Slovenia’s Listing Lake Lurches

Slovenian shares extended a 10 percent loss as banks NLB and NKBM prepared rights issues to meet European regulatory requirements, as government support for recapitalization may be subject to a referendum at labor union insistence amid rumors a larger EU rescue request is imminent. Recession has set in and will continue next year according to official and private projections, and a further sovereign downgrade may come from contingent liabilities from the state bad banks which have pushed debt/GDP over 60 percent. The units have resisted privatization since the breakup of Yugoslavia with a popular mistrust of FDI reflected in politics and the debate over joining the euro. The recent presidential race resulted in a second-round faceoff between the incumbent and a former prime minister who both advocated minimal liberalization. With “A” rating normal annual refinancing needs of 4-5 percent of GDP could be met should the external bond market stay open as during an October $2.25 billion 10-year tap. However the structural reform agenda is stuck with a range of state-owned enterprises and the pension system representing “negative feedback loops” in the words of the IMF. Non-performing loans are at 15 percent and a central resolution agency has been created to tackle the load but is not yet operational. A 2010 minimum wage hike has eroded competitiveness and generous tax incentives may limit revenues. The Fund’s Article IV report questions rigid worker protection which disadvantage young and female professionals.

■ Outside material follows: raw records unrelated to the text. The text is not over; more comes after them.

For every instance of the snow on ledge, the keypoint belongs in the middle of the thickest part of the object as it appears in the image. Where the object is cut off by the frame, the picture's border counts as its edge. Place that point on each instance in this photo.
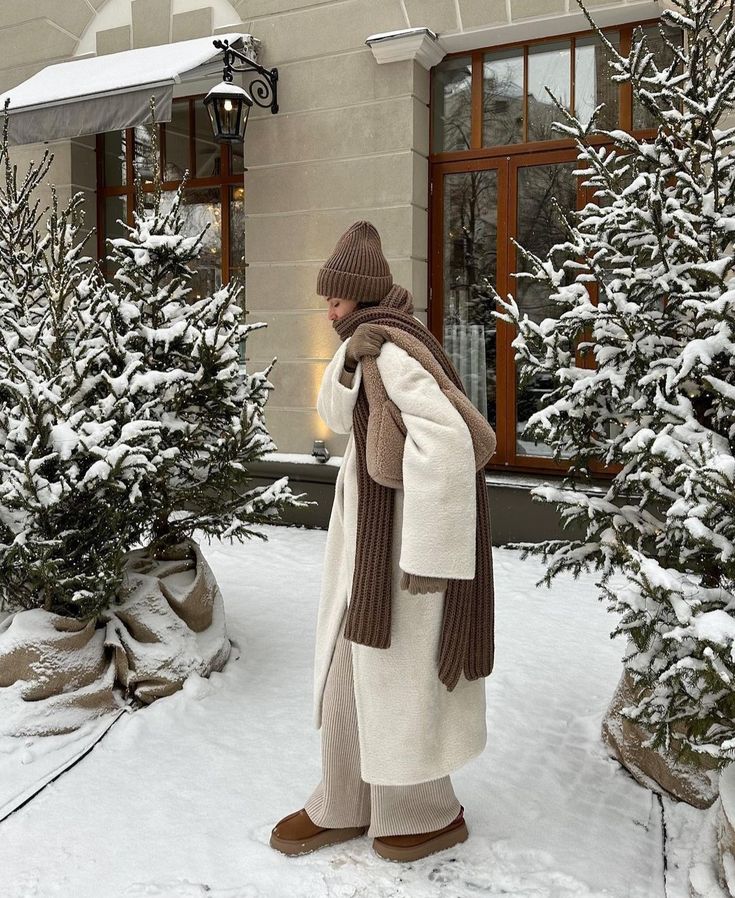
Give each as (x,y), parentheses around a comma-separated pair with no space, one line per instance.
(296,458)
(419,44)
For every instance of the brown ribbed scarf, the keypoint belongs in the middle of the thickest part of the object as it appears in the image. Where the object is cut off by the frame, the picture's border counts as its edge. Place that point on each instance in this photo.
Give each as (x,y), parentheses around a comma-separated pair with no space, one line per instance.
(467,636)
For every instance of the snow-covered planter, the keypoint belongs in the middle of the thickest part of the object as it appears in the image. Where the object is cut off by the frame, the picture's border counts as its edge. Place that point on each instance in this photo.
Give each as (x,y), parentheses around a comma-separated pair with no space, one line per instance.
(726,830)
(57,673)
(692,781)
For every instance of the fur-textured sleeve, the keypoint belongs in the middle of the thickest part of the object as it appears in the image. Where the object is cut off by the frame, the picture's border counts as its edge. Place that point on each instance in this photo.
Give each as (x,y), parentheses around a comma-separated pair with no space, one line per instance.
(439,507)
(336,401)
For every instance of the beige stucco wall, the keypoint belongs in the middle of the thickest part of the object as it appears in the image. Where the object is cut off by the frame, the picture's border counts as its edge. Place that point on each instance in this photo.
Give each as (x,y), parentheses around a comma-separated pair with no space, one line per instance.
(351,141)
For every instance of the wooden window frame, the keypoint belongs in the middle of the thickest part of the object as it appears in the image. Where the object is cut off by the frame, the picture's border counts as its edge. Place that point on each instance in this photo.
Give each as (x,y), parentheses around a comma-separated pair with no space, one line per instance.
(226,181)
(508,160)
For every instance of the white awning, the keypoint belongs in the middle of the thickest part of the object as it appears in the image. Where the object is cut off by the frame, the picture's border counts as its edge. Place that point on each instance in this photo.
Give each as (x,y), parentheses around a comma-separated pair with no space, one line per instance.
(106,93)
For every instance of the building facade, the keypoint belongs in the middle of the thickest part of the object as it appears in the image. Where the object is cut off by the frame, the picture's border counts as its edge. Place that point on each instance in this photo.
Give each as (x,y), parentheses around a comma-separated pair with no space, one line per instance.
(428,117)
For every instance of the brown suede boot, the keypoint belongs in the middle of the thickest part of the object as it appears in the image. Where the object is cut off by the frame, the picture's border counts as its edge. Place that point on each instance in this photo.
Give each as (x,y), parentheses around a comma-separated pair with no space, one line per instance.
(298,834)
(412,848)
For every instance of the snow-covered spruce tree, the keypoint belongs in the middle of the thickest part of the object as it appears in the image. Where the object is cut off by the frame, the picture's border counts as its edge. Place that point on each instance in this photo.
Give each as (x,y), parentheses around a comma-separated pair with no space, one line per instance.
(69,473)
(183,358)
(659,401)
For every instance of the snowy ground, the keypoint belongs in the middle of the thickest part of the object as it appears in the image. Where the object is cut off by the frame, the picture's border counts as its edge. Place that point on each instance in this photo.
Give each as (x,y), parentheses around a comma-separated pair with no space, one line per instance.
(178,799)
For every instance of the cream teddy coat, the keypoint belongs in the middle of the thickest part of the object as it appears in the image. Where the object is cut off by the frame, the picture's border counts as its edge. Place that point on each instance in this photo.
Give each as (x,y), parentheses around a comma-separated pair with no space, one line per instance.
(411,728)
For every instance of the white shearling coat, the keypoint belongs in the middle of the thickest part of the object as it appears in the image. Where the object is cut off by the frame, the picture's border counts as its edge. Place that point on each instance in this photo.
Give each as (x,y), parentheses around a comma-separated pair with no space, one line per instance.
(411,728)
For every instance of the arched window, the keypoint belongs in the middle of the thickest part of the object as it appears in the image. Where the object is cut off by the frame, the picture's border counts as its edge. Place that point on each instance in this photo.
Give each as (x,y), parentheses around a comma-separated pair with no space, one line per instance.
(494,164)
(214,193)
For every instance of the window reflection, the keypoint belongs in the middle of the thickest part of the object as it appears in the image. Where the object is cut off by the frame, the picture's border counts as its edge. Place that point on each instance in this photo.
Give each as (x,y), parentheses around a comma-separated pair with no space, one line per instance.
(115,161)
(452,105)
(539,228)
(502,103)
(549,65)
(470,266)
(593,83)
(664,55)
(217,201)
(177,142)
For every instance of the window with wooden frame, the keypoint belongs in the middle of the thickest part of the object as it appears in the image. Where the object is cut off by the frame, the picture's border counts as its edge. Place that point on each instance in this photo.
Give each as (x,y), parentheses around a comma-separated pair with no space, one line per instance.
(495,161)
(214,193)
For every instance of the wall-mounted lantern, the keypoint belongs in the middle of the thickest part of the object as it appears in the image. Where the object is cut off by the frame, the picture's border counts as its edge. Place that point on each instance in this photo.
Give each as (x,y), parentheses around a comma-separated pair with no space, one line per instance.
(229,105)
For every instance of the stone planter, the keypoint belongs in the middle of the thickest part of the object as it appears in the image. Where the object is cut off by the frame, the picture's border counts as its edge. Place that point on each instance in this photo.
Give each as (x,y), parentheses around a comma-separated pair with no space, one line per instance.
(660,771)
(56,673)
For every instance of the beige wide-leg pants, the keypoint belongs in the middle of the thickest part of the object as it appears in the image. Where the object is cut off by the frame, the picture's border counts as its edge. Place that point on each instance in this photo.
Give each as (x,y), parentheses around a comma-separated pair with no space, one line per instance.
(342,798)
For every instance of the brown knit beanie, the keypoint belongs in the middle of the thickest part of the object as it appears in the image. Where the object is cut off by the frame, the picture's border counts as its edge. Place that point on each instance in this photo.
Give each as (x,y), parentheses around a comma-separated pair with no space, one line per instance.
(357,269)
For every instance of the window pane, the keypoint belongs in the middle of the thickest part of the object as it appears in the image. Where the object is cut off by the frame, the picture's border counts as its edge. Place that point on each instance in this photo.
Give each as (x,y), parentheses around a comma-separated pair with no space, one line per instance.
(452,105)
(143,161)
(116,210)
(593,83)
(502,98)
(199,208)
(115,169)
(208,153)
(237,232)
(664,56)
(539,229)
(549,65)
(470,242)
(177,142)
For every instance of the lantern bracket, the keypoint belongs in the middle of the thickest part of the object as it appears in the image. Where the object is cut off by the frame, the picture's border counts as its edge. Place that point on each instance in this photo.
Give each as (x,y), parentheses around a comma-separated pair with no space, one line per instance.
(264,90)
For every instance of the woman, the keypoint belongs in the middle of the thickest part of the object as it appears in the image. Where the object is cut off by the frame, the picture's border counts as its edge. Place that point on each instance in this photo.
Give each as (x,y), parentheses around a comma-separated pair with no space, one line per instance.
(404,632)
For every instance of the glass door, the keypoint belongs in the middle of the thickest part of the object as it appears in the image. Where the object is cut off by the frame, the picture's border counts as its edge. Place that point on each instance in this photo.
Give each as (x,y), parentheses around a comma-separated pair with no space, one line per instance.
(469,208)
(536,181)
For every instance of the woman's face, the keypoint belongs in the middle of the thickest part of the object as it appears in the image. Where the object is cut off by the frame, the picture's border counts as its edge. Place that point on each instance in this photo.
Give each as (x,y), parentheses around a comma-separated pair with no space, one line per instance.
(338,308)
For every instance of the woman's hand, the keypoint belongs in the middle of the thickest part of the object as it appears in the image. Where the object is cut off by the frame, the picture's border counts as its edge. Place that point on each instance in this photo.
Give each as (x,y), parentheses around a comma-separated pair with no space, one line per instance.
(417,585)
(367,340)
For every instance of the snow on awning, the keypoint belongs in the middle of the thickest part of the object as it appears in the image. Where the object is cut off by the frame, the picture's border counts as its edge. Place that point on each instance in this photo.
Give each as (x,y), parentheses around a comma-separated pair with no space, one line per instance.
(105,93)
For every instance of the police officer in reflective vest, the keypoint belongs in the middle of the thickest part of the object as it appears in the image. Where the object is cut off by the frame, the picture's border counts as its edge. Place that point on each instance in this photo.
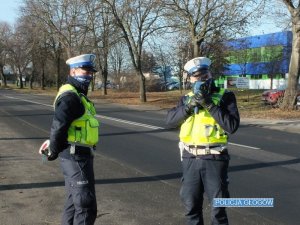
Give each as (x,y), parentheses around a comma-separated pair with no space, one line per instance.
(74,135)
(206,116)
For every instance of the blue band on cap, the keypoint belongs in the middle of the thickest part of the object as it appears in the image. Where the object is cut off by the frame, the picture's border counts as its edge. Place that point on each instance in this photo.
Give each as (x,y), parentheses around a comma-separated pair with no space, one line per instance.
(197,68)
(82,64)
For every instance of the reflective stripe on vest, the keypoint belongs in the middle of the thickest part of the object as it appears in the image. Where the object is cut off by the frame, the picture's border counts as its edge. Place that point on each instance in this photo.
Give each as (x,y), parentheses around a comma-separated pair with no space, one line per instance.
(202,128)
(84,130)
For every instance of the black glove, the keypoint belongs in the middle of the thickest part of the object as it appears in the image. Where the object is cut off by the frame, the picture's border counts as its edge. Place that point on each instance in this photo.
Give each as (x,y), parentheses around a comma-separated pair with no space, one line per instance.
(204,100)
(52,157)
(193,102)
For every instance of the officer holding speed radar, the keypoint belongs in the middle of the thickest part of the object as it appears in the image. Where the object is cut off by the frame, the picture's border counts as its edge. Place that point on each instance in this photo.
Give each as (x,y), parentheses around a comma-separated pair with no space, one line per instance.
(74,135)
(206,116)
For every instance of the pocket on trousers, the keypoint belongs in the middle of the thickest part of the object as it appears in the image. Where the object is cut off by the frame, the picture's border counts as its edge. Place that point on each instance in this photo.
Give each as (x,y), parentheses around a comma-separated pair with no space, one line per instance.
(84,196)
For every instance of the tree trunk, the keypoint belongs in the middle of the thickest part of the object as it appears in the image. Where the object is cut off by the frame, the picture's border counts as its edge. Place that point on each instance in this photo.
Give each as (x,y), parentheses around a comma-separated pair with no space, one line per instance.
(195,48)
(143,97)
(294,69)
(104,80)
(43,79)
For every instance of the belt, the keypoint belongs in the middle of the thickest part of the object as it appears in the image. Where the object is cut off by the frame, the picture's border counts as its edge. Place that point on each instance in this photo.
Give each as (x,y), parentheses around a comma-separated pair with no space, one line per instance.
(81,150)
(197,150)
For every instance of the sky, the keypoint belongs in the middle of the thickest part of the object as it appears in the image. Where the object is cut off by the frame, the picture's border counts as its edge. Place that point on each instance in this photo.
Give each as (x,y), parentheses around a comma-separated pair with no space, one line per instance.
(9,13)
(9,10)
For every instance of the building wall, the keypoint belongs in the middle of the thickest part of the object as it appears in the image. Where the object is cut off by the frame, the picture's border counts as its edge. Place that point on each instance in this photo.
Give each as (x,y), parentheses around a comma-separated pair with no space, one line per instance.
(259,58)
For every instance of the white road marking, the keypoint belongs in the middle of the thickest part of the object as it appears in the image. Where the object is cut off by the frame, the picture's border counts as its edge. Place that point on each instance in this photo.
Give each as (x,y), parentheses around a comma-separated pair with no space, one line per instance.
(125,121)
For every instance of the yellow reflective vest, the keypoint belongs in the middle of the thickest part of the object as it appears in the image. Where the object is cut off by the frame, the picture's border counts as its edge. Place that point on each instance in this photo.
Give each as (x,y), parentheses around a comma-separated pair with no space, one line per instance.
(202,128)
(84,130)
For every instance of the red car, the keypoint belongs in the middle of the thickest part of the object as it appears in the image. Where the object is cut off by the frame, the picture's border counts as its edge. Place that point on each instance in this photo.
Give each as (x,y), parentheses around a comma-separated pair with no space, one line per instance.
(271,97)
(275,97)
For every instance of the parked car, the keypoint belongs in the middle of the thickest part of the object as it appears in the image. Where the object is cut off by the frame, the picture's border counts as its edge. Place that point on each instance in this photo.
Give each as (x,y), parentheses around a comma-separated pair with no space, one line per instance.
(271,97)
(173,86)
(275,97)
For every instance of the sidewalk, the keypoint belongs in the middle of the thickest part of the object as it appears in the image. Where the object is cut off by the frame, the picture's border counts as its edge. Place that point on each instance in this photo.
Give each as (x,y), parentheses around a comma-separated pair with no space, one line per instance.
(292,126)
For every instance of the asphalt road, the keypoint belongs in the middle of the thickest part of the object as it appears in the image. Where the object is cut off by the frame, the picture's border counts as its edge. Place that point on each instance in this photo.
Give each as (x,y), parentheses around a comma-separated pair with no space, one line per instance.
(137,168)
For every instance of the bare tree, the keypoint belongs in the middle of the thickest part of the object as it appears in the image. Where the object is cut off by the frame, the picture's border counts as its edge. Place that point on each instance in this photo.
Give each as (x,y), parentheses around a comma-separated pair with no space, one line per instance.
(137,20)
(103,35)
(290,94)
(5,34)
(200,19)
(19,53)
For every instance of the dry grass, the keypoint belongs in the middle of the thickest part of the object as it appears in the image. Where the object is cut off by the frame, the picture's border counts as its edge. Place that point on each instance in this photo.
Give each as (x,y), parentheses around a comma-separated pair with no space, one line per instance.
(249,102)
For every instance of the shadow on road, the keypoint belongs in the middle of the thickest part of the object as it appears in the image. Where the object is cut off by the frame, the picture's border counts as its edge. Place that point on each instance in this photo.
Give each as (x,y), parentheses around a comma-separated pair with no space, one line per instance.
(100,181)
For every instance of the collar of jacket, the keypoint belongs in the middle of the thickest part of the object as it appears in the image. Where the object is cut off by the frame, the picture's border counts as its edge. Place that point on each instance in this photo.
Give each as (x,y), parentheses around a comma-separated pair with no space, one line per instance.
(79,87)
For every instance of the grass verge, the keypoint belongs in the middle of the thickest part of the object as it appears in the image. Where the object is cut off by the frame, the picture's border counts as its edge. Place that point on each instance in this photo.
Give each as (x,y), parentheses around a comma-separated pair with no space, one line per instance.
(249,101)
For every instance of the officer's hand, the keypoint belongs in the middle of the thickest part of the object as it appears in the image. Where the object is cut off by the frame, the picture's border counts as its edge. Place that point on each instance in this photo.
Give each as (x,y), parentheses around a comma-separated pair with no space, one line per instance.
(52,156)
(189,107)
(204,100)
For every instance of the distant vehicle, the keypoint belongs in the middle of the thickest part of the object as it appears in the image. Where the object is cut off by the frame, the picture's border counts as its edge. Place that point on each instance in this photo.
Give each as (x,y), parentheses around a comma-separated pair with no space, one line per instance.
(275,97)
(173,86)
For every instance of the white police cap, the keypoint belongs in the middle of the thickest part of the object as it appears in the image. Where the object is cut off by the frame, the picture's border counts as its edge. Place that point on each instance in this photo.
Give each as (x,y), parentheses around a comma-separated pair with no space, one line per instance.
(82,61)
(197,64)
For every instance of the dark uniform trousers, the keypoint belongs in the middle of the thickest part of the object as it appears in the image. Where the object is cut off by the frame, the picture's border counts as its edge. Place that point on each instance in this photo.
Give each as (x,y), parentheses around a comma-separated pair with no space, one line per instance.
(80,205)
(199,176)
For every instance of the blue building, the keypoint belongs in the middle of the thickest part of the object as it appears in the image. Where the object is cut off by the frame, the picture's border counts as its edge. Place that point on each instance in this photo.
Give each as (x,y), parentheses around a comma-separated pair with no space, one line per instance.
(263,59)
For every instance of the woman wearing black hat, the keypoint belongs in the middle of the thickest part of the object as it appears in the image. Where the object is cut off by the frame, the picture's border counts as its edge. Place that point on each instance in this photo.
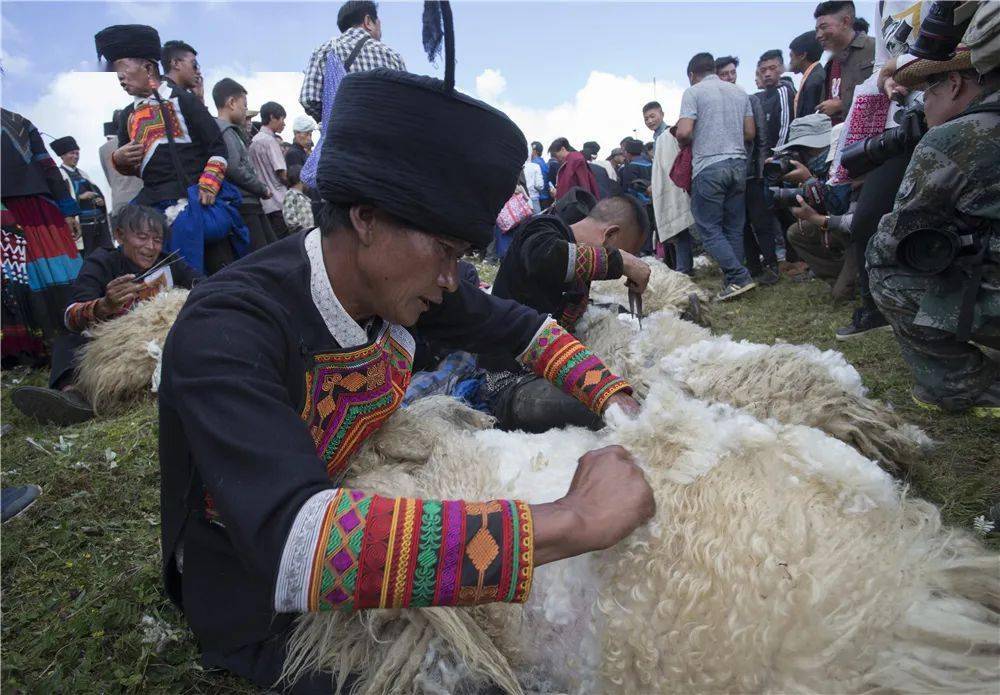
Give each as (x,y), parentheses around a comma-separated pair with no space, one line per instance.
(280,366)
(93,208)
(170,140)
(40,260)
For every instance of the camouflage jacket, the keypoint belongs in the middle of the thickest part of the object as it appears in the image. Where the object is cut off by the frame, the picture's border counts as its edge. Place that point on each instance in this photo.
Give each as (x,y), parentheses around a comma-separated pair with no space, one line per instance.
(953,169)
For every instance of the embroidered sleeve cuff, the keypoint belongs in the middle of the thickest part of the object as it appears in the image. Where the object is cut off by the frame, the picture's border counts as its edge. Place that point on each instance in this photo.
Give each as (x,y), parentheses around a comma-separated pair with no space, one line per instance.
(80,316)
(213,175)
(351,550)
(561,359)
(587,263)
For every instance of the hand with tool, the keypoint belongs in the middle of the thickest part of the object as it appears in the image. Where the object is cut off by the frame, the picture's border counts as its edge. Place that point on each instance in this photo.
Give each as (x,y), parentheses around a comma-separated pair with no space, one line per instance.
(120,293)
(636,279)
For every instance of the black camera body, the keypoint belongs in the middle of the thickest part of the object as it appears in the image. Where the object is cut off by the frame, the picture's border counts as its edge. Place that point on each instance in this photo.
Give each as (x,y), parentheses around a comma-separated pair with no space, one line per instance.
(812,191)
(776,167)
(865,156)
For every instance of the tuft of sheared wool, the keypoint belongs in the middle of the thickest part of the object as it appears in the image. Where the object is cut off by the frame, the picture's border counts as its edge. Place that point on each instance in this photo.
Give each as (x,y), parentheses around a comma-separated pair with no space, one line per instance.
(796,384)
(779,559)
(118,365)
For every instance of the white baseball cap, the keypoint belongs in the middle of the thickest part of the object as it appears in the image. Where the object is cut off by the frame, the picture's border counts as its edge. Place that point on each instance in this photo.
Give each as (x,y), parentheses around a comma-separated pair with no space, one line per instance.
(303,124)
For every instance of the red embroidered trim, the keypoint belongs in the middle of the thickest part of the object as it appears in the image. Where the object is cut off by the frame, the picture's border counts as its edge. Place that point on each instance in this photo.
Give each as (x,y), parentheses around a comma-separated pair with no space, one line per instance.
(561,359)
(213,175)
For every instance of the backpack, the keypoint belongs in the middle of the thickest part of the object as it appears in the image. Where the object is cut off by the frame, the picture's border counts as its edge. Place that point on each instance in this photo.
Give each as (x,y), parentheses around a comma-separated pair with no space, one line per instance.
(333,73)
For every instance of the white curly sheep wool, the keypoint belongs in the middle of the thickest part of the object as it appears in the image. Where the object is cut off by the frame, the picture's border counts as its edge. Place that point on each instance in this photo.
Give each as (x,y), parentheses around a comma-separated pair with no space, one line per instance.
(779,560)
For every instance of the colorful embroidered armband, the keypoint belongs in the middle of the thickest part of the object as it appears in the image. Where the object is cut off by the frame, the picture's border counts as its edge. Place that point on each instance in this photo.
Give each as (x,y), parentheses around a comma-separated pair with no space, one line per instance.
(213,175)
(561,359)
(351,550)
(587,263)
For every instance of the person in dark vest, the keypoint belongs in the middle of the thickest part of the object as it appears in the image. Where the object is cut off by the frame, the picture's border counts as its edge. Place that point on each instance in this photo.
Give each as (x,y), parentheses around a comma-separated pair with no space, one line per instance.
(191,152)
(93,207)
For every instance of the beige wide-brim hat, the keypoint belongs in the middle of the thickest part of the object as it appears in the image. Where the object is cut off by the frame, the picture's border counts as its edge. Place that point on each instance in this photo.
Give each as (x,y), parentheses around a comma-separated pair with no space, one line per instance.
(915,73)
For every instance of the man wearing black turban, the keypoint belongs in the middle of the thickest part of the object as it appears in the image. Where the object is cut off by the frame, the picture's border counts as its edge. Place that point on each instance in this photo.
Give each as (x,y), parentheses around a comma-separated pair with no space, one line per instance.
(168,137)
(281,365)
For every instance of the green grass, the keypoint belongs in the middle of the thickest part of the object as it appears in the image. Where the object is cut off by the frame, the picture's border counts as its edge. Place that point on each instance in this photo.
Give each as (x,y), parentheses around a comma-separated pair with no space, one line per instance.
(81,568)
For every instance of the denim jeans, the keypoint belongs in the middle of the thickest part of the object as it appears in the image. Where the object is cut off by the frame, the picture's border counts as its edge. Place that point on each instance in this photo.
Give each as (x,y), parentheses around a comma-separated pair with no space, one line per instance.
(718,204)
(684,246)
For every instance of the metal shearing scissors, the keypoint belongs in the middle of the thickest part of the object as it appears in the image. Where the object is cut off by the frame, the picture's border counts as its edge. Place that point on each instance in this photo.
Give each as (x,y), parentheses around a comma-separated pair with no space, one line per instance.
(635,305)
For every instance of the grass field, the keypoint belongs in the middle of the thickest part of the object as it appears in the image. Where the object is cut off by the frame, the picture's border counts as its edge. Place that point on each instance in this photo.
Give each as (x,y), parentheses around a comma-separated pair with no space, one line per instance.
(82,607)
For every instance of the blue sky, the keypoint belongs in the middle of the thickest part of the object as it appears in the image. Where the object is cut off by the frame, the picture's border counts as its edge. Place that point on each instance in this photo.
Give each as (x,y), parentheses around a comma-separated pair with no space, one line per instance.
(581,70)
(544,49)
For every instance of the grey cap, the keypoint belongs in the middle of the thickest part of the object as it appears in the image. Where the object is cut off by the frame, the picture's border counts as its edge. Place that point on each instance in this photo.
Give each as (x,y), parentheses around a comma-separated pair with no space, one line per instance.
(809,131)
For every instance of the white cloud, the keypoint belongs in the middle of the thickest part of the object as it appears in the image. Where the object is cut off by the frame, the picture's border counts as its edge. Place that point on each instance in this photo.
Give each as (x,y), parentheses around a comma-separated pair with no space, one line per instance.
(490,84)
(14,64)
(152,13)
(79,103)
(605,109)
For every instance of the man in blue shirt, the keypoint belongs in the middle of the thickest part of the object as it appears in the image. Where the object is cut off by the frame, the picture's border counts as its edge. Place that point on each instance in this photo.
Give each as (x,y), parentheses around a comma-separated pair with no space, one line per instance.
(544,198)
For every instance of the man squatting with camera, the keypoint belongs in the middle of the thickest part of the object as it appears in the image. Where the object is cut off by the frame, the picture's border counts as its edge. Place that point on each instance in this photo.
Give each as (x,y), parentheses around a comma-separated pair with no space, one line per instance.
(821,233)
(935,260)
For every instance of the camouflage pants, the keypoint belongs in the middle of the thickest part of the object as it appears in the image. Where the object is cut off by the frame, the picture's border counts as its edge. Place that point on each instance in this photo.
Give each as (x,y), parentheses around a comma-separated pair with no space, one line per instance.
(949,372)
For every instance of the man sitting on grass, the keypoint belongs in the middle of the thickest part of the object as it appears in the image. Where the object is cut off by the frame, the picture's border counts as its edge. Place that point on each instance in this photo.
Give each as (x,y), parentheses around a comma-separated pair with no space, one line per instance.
(549,267)
(105,289)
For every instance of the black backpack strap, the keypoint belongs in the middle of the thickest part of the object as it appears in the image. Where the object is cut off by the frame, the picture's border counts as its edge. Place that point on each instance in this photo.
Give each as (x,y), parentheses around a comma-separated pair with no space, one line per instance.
(354,53)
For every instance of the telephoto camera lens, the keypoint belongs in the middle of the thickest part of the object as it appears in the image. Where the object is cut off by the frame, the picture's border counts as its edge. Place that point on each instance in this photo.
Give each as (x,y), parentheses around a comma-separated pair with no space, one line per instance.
(928,251)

It recommends that blocking shares and majority control be relinquished to outside investors in the business and financial sectors alongside an effort to improve local prudential supervision and EU coordination.

Serbia’s equity performance has been equally dismal, with a new coalition coming to power headed by a former ally of the Milosevic regime advocating greater economic intervention as he abruptly sacked the previous central bank governor. GDP has fallen 1.5 percent as credit growth finally settles at a single-digit pace with NPLs over one-fifth the total on an industry loan-deposit ratio above 125 percent. Three-quarters of credit is in foreign currency and the timetable for renegotiating a Fund standby arrangement is uncertain. Inflation and the current account deficit are both in double digits as the dinar continues to depreciate against the euro. Sub-regional favorite pupil Former Yugoslav Republic of Macedonia, which qualified for a contingent pre-qualified line for good policy records, has likewise been down 10 percent on its local index. With relative fiscal prudence at a deficit of 3 percent of GDP, officials have managed to borrow externally with a $75 million recent loan from Deutsche Bank, as they plan to extend the domestic yield curve at the same time. It has worked to foster a reputation for sound outward-looking management in contrast with neighbors Greece and Slovenia as their entwined histories fray.